In 2009, India’s Open Magazine released leaked tapes of Tata talking to lobbyist Nira Radia about obtaining telecom licences for the group’s telecom company. The tapes included him speaking informally about ministers and the auction process.
Tata asked the courts for an injunction to prevent the further spread of the tapes. Open’s editors approached dozens of lawyers for assistance in the case, but each one “would convey his regrets because he did not want to take on Ratan Tata”, editor Manu Joseph recalled in a piece in HuffPost.
“I am certain of one obvious quality of Ratan Tata, which is that he is formidable,” Joseph wrote in the 2016 piece.
It was a quality that also underscored his battle with his chosen successor Cyrus Mistry. Tata had retired in 2012, leaving the group in Mistry’s hands. But relations between the two had soon soured and in 2017 an executive search team brought in N Chandrasekaran as group chairman. He had been the chief executive of the group’s software services business, Tata Consultancy Services.
Increasingly frail, Tata switched his focus to charitable work through Tata Trusts, which holds nearly two-thirds of the shares of Tata Sons, and correspondingly, the group. In 2018, he called Jehangir, his former executive assistant, and asked him to join the board of Tata Trusts.
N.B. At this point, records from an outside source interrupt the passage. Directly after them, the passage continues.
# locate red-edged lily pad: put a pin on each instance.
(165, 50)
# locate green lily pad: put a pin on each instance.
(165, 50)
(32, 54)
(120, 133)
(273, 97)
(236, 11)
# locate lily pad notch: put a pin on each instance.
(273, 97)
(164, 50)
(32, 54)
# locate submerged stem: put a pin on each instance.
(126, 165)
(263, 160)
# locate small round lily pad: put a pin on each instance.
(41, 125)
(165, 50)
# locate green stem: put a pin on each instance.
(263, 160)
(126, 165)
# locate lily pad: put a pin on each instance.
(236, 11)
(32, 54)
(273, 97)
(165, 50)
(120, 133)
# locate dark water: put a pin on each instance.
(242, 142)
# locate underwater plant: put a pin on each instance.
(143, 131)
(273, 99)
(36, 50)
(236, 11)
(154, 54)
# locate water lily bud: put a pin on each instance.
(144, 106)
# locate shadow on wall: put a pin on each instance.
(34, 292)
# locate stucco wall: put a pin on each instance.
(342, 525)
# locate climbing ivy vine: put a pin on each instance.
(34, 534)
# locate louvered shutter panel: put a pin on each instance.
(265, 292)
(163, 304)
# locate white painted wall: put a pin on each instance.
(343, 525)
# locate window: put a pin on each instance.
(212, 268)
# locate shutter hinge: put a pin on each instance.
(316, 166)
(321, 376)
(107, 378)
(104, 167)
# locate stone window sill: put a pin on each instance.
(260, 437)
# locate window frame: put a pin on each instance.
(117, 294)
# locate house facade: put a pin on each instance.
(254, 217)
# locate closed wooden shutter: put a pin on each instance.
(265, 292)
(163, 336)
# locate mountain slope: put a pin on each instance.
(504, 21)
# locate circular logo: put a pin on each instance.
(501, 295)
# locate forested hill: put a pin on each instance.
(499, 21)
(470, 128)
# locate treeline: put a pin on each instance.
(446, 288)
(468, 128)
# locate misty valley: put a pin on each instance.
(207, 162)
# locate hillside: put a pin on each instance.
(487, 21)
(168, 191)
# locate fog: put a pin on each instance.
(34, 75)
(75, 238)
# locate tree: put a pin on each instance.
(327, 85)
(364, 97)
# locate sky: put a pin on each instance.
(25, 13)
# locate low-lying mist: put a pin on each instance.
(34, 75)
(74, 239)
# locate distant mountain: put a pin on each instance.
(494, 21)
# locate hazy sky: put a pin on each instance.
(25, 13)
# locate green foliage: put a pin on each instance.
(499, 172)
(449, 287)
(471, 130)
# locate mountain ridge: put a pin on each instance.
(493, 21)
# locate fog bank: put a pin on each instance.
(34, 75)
“He wanted to keep up the values and the culture of the group,” Jehangir recalled. “He really wanted the culture of the group to stay when he is not there.”
In the last few years, Tata retreated from public view for the most part. He worked on building a network of cancer hospitals and a pet hospital, and he supported research on sustainable development at the Oxford India Centre for Sustainable Development.
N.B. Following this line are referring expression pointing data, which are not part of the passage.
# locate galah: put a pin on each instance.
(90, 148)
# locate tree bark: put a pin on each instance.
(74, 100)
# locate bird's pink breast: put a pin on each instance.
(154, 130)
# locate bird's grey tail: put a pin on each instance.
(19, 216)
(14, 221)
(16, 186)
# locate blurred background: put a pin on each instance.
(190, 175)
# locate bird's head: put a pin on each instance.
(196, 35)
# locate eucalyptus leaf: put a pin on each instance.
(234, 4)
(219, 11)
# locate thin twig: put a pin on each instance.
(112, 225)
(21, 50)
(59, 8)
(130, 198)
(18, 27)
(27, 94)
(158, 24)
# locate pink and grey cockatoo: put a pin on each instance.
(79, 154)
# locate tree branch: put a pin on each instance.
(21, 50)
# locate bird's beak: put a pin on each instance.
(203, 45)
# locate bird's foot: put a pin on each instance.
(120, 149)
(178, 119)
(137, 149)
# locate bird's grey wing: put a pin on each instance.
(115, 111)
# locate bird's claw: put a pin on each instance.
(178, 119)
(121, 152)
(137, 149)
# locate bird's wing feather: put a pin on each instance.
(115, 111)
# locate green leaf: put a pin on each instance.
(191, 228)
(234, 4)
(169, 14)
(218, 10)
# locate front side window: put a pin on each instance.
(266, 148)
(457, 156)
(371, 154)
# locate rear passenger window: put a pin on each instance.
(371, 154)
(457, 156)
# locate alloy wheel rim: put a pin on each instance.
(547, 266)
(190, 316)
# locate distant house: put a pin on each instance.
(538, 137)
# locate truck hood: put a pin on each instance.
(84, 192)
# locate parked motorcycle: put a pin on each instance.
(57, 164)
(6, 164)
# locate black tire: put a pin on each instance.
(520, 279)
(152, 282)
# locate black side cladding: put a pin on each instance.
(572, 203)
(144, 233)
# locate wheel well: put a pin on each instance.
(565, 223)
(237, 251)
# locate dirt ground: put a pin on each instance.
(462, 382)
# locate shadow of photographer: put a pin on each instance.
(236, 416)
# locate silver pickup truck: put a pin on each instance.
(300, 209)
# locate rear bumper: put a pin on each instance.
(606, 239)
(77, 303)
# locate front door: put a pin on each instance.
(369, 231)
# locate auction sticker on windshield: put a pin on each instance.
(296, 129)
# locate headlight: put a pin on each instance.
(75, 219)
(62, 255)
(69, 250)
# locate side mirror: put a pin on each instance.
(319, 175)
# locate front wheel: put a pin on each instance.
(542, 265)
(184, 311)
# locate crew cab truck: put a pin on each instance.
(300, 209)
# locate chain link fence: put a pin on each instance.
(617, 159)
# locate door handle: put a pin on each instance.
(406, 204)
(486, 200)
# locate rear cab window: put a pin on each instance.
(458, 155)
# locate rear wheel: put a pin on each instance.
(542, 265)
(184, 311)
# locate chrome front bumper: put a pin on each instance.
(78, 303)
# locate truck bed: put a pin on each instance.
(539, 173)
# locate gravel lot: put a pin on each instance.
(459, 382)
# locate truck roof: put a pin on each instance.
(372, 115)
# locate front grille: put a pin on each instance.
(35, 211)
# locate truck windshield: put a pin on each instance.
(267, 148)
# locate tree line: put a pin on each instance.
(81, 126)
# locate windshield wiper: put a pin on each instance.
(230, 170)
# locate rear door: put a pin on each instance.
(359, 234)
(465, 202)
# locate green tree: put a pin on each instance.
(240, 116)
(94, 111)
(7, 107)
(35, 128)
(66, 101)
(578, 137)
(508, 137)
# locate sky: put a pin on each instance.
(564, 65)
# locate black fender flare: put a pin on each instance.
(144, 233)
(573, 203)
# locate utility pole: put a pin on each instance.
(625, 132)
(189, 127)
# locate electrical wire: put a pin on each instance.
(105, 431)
Jan Royall, principal of Somerville College, where the centre is housed, met Tata several times over the last few months including online when they could not meet in person.
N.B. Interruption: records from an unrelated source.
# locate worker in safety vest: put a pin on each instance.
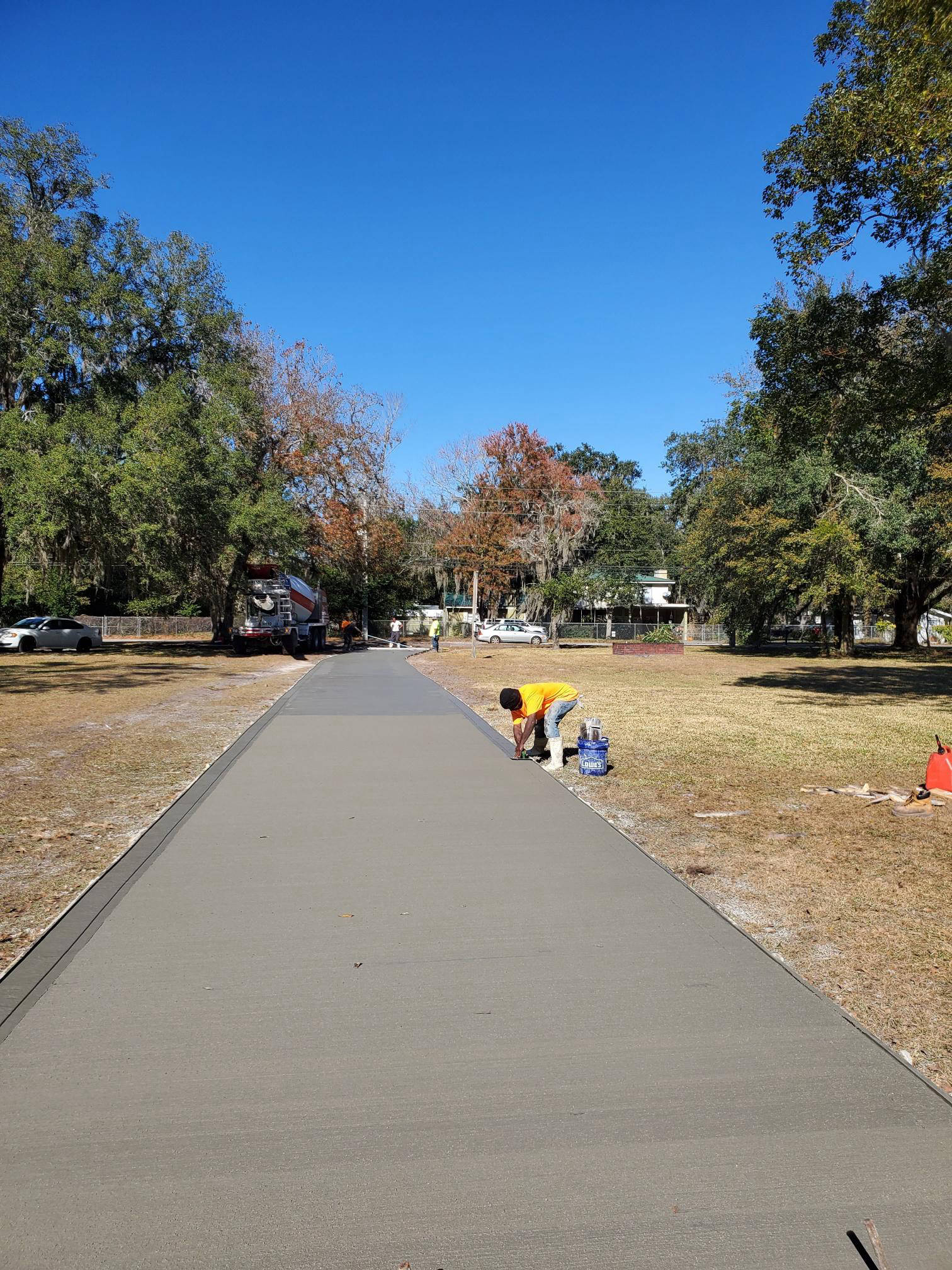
(538, 707)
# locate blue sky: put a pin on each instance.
(501, 211)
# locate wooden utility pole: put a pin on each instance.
(365, 607)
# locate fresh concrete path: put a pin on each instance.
(552, 1055)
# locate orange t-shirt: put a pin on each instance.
(540, 696)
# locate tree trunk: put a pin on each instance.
(847, 636)
(908, 609)
(3, 550)
(224, 601)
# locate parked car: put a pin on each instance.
(511, 630)
(33, 634)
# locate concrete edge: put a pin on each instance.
(776, 961)
(37, 970)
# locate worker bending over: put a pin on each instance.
(540, 707)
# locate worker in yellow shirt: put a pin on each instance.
(538, 707)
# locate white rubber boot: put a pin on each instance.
(555, 750)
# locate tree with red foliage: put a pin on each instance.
(524, 516)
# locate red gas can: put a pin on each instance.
(938, 770)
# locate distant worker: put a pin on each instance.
(540, 707)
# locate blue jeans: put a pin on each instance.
(555, 714)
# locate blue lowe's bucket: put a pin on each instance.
(593, 757)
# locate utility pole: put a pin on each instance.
(366, 585)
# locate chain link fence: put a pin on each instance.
(146, 627)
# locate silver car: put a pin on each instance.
(36, 634)
(512, 630)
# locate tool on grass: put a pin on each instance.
(919, 803)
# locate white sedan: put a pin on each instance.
(511, 630)
(36, 634)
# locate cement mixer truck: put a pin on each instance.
(281, 611)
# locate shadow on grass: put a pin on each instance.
(913, 678)
(74, 673)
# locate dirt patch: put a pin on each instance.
(857, 901)
(93, 748)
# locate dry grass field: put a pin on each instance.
(93, 748)
(856, 900)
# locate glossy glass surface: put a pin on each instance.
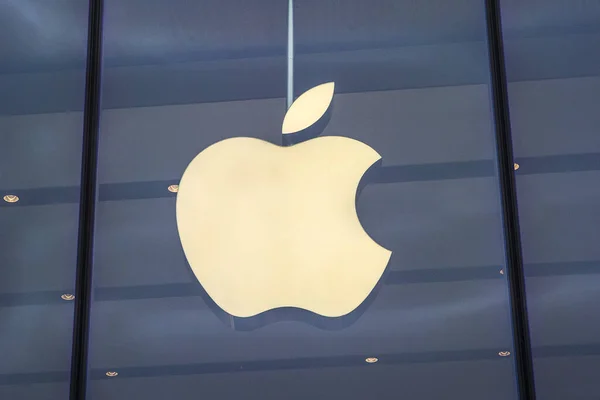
(412, 83)
(553, 64)
(42, 77)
“He was especially keen on research on health and technology and always showed deep knowledge on cutting edge research in this area across many disciplines,” Royall recalled. Even through his last months, Tata kept up their meetings. “He was a real academic at heart as well as a visionary leader.”
Tata was never married and had no children. He had a great love for dogs. Once, when Goenka asked him what his greatest luxury had been, Tata had replied that it was making a swimming pool for his dogs.
It was this frugal life along with his lofty corporate ambition that made many young people idolise him.
Days before he was admitted to Breach Candy Hospital in south Mumbai, rumours of his ailing health had been swirling in the city. The ever-self-effacing Tata had tweeted that he was fine, just going through regular medical checkups. “Thank you for thinking of me,” he had tweeted.
Maharashtra’s chief minister announced a state funeral for Tata. Mumbaikars who had for years seen Tata walking city streets with shopping bags from sensibly priced stores, or driving his own cars, turned out in throngs for his funeral.